# Shadow Light Chasing



## Mistle (May 27, 2018)

Hi Guys,

We have a 2 year old male retriever who has OCD (light/shadow chasing). 

It may have been triggered by letting him play with a laser pointer one time, we didn't get it for him but for a school project 'finding stars constellations.' We used it one night while taking him with us for a walk, but obviously stopped letting him see it when we realised he wanted to get it really bad!

He looked for it everywhere a really long time after that and about a month later started staring at light and shadows around our home and on walks.

It's a massive problem because he also had a few bad experiences with other dogs and will fight if a dog runs into his space. We have always had him at obedience school since he was a puppy. We command a "look" when we pass other dogs and he is obedient enough to manage the situation with a Halti and keeping him on leash around other dogs. 

But now with the light chasing he has been zoning out and not hearing our commands. 

He also has a trainer which we were using to walk him and try to rehabilitate the aggression to other dogs.

He has been super scared at night, he also thinks flies are on him. 

I've been distracting him, giving him a dark place to hide in the evenings, upping his exercise as much as I can but I feel like because of the aggression to other dogs we were forced to make his world smaller. No dog parks, (He did have some dog friends he liked.) no chasing rabbits because he is super high prey drive and it was been impossible to train a recall when he is rabbit chasing. I don't mind him chasing rabbits but because there was always a chance another dog will appear we couldn't let him any more.

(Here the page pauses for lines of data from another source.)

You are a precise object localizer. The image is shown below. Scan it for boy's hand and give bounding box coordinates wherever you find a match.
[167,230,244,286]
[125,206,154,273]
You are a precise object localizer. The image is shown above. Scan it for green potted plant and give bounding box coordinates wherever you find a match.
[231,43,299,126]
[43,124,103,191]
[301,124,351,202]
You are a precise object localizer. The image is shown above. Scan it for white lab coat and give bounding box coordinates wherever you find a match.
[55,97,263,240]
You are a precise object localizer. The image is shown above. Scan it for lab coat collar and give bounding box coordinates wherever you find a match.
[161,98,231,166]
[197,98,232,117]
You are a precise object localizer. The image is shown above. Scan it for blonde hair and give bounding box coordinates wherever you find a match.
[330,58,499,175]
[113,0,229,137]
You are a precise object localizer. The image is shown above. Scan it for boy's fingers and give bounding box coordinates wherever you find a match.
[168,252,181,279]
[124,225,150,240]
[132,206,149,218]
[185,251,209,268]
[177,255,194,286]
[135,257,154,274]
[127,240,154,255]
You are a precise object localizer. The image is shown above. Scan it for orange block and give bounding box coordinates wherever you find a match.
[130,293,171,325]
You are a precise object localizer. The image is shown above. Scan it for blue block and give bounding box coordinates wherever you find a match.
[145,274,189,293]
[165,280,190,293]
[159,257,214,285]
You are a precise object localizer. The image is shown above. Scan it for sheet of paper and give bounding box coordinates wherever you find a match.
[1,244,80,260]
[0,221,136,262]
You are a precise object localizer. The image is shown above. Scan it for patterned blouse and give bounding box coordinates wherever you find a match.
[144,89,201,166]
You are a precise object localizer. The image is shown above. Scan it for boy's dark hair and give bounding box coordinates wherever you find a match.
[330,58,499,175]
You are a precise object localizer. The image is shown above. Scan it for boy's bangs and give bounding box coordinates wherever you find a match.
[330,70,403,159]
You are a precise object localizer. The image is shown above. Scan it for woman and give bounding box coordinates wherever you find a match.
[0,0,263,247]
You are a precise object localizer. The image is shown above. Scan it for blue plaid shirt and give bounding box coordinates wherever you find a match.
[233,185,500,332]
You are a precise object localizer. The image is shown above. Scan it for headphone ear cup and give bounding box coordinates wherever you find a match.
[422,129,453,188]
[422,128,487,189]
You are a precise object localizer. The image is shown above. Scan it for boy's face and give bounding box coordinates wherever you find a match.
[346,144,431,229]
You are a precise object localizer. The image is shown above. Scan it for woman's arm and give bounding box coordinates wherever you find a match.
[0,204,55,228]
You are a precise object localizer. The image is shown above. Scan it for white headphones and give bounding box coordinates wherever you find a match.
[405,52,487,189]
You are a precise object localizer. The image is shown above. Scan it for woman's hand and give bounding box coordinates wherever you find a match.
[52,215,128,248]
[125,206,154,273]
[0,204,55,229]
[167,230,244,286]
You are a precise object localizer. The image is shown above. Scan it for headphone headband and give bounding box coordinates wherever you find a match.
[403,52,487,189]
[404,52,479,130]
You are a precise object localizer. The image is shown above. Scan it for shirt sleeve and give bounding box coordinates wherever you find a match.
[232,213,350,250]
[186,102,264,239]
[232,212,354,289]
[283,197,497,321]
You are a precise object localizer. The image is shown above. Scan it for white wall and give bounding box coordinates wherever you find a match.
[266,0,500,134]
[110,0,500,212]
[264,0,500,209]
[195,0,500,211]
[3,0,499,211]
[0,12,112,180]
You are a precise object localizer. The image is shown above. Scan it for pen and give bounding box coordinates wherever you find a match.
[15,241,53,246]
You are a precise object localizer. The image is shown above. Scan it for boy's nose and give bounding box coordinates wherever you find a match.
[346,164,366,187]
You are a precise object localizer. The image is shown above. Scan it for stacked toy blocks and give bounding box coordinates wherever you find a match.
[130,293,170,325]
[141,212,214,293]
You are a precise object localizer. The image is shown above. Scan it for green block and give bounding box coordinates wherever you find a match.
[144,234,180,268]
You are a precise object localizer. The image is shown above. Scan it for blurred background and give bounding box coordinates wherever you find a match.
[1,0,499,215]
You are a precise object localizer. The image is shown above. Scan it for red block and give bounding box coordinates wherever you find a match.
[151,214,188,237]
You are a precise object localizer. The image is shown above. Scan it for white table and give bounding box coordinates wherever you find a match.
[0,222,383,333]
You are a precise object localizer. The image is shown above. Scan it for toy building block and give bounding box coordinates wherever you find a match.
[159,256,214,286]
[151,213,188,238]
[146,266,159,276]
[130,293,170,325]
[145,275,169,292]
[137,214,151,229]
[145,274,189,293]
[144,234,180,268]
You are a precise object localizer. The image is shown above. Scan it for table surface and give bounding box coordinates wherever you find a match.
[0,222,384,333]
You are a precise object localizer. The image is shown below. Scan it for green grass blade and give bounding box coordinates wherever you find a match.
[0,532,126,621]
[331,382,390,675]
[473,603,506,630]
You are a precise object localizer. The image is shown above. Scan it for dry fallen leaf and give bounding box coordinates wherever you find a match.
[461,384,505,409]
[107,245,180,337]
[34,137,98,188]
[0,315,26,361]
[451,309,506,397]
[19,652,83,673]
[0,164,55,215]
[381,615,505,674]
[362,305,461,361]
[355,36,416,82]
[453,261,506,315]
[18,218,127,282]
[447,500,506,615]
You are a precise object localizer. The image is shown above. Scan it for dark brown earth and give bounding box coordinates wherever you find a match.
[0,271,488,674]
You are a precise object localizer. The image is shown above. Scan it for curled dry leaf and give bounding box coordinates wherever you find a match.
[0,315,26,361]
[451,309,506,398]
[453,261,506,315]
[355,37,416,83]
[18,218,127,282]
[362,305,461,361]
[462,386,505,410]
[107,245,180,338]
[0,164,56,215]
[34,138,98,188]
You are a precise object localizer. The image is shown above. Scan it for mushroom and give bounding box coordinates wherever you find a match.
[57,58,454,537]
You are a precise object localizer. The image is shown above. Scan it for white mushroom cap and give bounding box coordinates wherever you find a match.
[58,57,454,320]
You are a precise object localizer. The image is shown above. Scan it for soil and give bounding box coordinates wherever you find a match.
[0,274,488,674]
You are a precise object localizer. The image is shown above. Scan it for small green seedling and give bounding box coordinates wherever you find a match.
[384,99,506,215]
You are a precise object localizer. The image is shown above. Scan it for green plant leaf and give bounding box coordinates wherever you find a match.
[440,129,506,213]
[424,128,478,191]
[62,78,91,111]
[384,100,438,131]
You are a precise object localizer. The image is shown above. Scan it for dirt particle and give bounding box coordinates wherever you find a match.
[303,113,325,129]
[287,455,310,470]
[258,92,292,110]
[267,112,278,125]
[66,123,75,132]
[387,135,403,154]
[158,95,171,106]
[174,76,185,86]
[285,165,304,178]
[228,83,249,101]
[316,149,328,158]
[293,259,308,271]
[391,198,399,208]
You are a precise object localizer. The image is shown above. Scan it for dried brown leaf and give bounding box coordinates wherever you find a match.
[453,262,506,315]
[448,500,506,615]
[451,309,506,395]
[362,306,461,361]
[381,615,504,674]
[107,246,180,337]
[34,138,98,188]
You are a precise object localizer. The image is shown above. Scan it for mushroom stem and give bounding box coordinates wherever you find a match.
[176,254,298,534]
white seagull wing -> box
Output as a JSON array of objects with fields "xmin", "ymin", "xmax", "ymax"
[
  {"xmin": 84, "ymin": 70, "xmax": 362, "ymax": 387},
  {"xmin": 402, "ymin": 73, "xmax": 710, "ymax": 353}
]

The laser pointer pointer may have been a trigger but I feel we took away what he loved and made his world smaller and less interesting. 

I wish he loved chasing a ball but he really is a hunter.

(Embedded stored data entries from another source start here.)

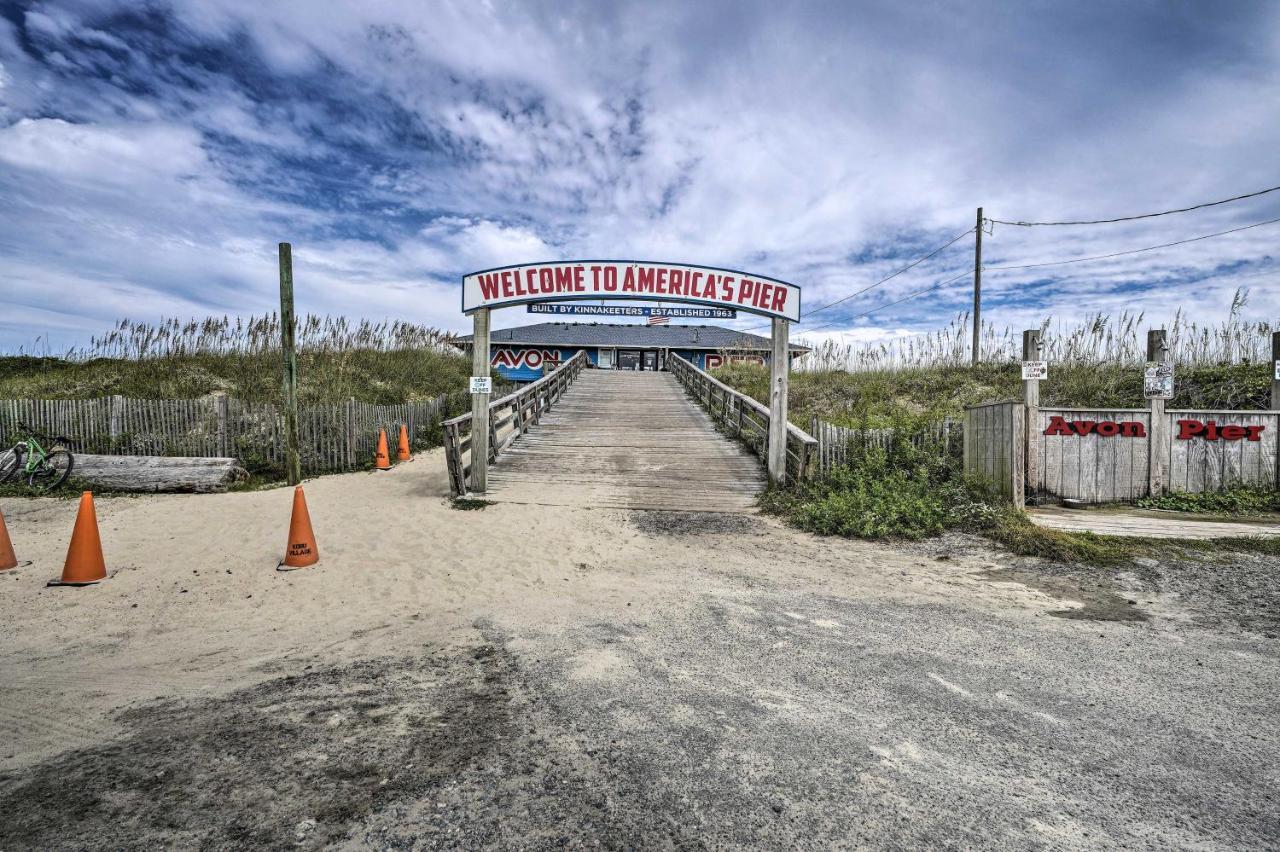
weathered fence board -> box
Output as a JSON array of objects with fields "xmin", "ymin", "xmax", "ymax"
[
  {"xmin": 806, "ymin": 416, "xmax": 961, "ymax": 476},
  {"xmin": 0, "ymin": 394, "xmax": 449, "ymax": 475},
  {"xmin": 964, "ymin": 400, "xmax": 1024, "ymax": 504},
  {"xmin": 971, "ymin": 401, "xmax": 1280, "ymax": 505},
  {"xmin": 1034, "ymin": 408, "xmax": 1150, "ymax": 503},
  {"xmin": 1162, "ymin": 411, "xmax": 1279, "ymax": 493}
]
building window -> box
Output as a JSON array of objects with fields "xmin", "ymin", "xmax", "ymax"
[{"xmin": 598, "ymin": 348, "xmax": 614, "ymax": 369}]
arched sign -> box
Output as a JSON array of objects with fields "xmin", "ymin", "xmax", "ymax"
[
  {"xmin": 463, "ymin": 260, "xmax": 801, "ymax": 322},
  {"xmin": 461, "ymin": 258, "xmax": 798, "ymax": 494}
]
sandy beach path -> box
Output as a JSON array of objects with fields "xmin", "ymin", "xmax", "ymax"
[{"xmin": 0, "ymin": 450, "xmax": 1276, "ymax": 849}]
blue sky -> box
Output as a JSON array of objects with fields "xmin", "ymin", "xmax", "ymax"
[{"xmin": 0, "ymin": 0, "xmax": 1277, "ymax": 353}]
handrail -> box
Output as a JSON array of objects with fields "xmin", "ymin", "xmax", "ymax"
[
  {"xmin": 443, "ymin": 350, "xmax": 588, "ymax": 495},
  {"xmin": 668, "ymin": 354, "xmax": 817, "ymax": 481}
]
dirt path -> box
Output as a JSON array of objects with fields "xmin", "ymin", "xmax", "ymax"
[{"xmin": 1, "ymin": 452, "xmax": 1277, "ymax": 849}]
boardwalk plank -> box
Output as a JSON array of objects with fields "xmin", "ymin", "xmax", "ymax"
[{"xmin": 483, "ymin": 371, "xmax": 766, "ymax": 512}]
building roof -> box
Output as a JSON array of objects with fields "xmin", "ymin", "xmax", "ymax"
[{"xmin": 457, "ymin": 322, "xmax": 809, "ymax": 352}]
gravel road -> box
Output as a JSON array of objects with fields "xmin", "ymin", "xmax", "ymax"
[{"xmin": 1, "ymin": 474, "xmax": 1276, "ymax": 850}]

Have any of you had this OCD with dogs before? Has it gotten better or does it end in seizures? I really don't want to have him on drugs!!


----------



## gdgli (Aug 24, 2011)

I have heard of problems before with the laser light chasing. I personally would not do this because of what I have heard. I also think you need a long talk with your obedience teacher. I suspect that your dog needs to unlearn a lot of bad habits.
Good luck!


----------



## sdain31y (Jul 5, 2010)

We never use a laser light for play for either the dogs or cats. Both seem to get too excited and frustrated by the toy. We’ve threw out the ones we had to ensure no one accidentally thought playing with them were a good idea. 

I don’t have any suggestions for handling his issues except maybe you could start nose/scent training with him? Might be a good fit with his strong prey drive. 

Our last female had an amazingly high prey drive too but over time it either decreased or we learned to adapt. We also used the sit and look command when we came upon other dogs on the walks with all three of the dogs. The key to that was having high value treats and enough of them to keep their attention until the other dog wasn’t within their area. Since we walked all three grown goldens together it was critical to maintain control. Worked for us but we had to be hyper aware and manage the situation. 

Best of luck.


----------



## Mistle (May 27, 2018)

Thanks  He's stopped zoning out on them. He still looks at them a little bit but attention is back on me after some intensive training and exercise.
He bit the vet when he looked in his mouth so he is being referred to a vet behaviourist.


----------